I can see Blu-Ray being changed to something more catchy and less stupid but this HDi thing totally came outta no where.

P1MPDADDY3404d ago

They didnt change anything. HD-DVD is still the name of the format. The HDI is a marketing trademark showing that the movies have Microsoft's Interactive software built into the HD-DVD movie or HD-DVD Player. Just like I am sure Blu-Ray will come out with its own BD-Java markings on future discs and players once the software interactivity is incorporated in Blu-Ray movies and Blu-Ray players. Get used to it. Go to any electronics store and look at a Sony HDTV. They have so many things listed on the side panelfor marketiong it's ridiculous. The average consumer will read all of those things and think the Sony HDTV is the best because the other HDTV brands dont have them listed. It's called "marketing". Sh!t it almost convinced me till I saw the Samsung equivalent model and saw that the Samsung had better picture quality and a lower price...

fjtorres3403d ago (Edited 3403d ago )

Just like BD+ is a piece of BD-ROM and just like BD-J (the closest thing blu-ray has to HDi). Main difference is HDi is a universal feature of HD-DVD, required of all players, and BD-J is optional.
Here ya go:
http://en.wikipedia.org/wik...
http://en.wikipedia.org/wik...

HDi is an interactive app that is scriptable and skinnable to facilitate all sorts of advanced interactive features that has been a part of HD-DVD and is already in use.

BD-J is a Java-based programming environment that Sony added recently to BD-ROM to catch up to HD-DVD. It will start to appear on BD-ROMs that follow the BD 1.3 updated spec, maybe around XMAS, but it requires new players or updated firmware on the older players that *choose* to support it. It is not universal.

Officially, HDi is one of the main reasons Universal and Dreamworks went with HD-DVD (whether you choose to believe them or not is a different story) because BD-J requires JAVA programmers to create the interactive features while HDi doesn't require programmers, so its quicker and cheaper to get a disk out the door.

As an example of what can be done with HDi, on the HEROES HD-DVD set, it keeps track of every time the "broken helix" symbol shows up on screen and you can (optionally) have it pop up a box highlighting it and explaining why its there, every time it shows up. (If you've ever watched heroes, you'd know that's a lot. In fact, its a lot more than even a regular viewer is likely to catch. Other things that can be done with HDi includes games, managing online connectivity from the player (no PC needed, it has a web browser-type function that takes you straight to the studio servers), and all sort of film-school student-friendly commentary and tutorials that all run as Picture-in-picture video streams (another HD-DVD mandatory player feature that is merely optional in BD players).

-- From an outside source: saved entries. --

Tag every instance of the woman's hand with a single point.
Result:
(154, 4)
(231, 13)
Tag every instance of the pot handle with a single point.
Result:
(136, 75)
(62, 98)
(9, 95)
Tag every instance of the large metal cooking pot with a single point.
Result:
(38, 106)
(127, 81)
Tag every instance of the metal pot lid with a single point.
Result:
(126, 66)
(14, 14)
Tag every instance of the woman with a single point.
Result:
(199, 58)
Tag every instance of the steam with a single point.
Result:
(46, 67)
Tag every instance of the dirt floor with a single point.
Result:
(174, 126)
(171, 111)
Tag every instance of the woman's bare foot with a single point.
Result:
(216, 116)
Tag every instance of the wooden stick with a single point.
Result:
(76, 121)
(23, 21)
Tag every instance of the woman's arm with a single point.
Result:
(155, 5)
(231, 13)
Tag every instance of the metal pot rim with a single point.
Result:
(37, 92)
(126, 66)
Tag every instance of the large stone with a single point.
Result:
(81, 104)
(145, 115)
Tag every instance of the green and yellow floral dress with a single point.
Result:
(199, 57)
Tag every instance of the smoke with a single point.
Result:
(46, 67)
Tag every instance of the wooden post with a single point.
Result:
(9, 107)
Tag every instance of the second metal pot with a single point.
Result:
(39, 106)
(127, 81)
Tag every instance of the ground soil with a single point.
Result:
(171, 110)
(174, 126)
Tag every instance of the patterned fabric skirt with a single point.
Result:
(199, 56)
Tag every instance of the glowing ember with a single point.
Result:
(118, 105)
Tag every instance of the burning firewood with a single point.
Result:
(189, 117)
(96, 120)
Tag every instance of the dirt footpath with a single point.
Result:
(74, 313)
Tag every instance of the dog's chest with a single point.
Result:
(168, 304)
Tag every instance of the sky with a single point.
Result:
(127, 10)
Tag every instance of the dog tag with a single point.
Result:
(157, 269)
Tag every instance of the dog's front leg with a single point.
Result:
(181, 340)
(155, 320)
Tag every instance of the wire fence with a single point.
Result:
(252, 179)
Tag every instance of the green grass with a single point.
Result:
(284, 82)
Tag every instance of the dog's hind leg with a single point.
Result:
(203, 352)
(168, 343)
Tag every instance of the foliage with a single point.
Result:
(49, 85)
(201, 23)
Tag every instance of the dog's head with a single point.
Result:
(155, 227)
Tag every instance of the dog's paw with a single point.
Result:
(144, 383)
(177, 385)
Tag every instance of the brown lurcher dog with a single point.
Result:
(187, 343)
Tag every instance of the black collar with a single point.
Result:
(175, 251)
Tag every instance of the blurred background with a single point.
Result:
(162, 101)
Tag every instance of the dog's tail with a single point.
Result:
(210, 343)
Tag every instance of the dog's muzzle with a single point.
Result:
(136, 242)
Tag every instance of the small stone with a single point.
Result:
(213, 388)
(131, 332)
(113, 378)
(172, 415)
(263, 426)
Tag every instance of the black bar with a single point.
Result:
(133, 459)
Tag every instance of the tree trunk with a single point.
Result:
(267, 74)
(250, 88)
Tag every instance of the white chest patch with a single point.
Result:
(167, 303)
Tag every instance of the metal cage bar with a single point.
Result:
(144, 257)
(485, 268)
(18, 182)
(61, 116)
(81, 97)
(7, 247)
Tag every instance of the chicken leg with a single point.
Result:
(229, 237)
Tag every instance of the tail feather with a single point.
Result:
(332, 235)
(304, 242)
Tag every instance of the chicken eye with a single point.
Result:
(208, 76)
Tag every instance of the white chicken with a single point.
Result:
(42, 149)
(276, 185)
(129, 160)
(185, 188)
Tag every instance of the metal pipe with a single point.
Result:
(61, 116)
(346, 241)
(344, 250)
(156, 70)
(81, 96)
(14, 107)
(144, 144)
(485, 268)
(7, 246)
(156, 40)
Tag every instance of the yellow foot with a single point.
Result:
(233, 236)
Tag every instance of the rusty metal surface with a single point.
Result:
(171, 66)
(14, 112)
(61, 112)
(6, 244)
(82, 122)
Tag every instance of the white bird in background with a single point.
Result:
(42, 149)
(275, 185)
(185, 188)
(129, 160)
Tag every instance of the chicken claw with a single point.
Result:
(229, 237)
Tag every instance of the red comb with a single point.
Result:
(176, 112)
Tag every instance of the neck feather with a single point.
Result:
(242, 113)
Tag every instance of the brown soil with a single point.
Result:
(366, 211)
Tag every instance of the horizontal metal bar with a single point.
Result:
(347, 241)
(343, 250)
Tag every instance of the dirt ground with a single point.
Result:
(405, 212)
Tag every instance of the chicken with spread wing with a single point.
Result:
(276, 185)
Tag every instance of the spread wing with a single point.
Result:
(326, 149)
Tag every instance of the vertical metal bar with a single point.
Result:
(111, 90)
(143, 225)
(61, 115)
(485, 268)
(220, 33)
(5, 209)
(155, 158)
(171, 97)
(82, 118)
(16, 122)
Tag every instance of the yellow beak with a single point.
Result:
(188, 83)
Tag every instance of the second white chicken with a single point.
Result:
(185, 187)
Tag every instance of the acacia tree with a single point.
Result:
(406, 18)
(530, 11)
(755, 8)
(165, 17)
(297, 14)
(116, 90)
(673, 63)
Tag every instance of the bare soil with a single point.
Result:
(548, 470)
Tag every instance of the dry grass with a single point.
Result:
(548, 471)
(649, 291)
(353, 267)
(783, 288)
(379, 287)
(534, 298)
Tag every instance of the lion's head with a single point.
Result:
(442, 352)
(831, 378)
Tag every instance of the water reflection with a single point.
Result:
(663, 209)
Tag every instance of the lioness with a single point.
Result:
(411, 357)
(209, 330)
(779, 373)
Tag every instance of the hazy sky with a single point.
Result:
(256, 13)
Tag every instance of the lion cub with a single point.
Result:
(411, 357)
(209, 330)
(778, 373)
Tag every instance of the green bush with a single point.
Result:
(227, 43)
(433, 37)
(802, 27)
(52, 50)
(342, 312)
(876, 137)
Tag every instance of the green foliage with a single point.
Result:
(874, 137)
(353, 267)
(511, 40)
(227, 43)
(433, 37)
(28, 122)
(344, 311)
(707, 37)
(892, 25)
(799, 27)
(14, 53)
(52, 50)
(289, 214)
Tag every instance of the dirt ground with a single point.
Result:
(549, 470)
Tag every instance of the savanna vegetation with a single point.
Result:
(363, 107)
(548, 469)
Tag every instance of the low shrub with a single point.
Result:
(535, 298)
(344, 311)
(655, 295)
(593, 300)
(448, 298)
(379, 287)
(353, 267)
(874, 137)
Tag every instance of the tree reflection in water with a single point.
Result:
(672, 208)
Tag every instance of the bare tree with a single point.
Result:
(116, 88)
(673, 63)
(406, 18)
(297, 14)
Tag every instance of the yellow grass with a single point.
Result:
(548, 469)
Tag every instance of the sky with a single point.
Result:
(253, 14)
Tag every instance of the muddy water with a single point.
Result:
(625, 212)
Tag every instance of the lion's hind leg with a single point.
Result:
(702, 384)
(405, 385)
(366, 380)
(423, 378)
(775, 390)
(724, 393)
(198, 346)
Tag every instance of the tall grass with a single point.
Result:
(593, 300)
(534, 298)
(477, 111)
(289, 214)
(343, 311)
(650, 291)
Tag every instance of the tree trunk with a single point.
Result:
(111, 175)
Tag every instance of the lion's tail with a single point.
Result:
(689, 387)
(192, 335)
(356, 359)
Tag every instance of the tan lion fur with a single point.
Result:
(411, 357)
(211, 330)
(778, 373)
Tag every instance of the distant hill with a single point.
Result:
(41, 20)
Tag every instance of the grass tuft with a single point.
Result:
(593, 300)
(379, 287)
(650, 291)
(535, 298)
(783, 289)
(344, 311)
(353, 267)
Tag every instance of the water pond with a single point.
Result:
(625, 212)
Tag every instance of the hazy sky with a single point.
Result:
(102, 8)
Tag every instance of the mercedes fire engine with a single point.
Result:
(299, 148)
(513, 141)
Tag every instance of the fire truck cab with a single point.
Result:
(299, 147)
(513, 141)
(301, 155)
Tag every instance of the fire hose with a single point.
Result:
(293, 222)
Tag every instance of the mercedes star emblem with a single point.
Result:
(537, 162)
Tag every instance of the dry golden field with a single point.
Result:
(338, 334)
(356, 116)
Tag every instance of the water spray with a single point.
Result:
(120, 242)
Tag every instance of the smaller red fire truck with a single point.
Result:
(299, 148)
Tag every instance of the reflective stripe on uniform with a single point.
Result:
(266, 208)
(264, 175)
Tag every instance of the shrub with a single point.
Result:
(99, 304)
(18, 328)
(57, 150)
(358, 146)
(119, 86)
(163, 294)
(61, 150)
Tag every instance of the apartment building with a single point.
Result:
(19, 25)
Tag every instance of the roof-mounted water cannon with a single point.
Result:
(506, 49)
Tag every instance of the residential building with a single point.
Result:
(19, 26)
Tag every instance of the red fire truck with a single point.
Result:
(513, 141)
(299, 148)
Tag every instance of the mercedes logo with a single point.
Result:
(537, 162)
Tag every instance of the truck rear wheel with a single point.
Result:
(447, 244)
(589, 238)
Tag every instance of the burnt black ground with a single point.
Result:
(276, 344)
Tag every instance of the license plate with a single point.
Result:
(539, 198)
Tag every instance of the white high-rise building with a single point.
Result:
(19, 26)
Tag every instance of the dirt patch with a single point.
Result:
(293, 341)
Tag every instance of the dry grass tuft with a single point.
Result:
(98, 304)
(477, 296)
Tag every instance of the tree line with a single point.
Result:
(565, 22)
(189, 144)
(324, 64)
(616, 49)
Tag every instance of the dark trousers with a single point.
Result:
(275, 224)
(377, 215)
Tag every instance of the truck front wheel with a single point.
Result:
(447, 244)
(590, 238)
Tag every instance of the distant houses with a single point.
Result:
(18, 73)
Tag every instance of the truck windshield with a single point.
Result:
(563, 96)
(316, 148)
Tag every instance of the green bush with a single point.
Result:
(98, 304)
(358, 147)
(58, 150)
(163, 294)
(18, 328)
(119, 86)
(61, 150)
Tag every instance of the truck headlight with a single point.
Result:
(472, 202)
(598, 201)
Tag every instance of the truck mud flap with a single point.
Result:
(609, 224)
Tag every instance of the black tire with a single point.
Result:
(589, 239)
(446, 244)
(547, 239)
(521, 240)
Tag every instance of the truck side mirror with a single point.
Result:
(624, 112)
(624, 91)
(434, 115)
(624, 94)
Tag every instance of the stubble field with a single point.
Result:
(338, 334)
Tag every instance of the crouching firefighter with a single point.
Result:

The key thing is MS made HDi and offered it to HD-DVD (they jumped on it) and BD (Sony rejected it out of hand because it came from MS, just as they rejected VC1 at first--they had to backtrack on that because their partners *wanted* VC1).
Microsoft didn't use to care who won in the HD-DVD vs BD fight.
Sony, however, arranged it so that MS now cares.
Whatever comes next is of Sony's own doing; they picked the fight, not Microsoft.

Oh, BTW, BD+ is the second layer of copy protection that Sony added to BD-ROM that allows them to retroactively disably and brand or model of player that has been hacked by somebody, somewhere. Even if *your* player hasn't been tampered with. Nice guys, right?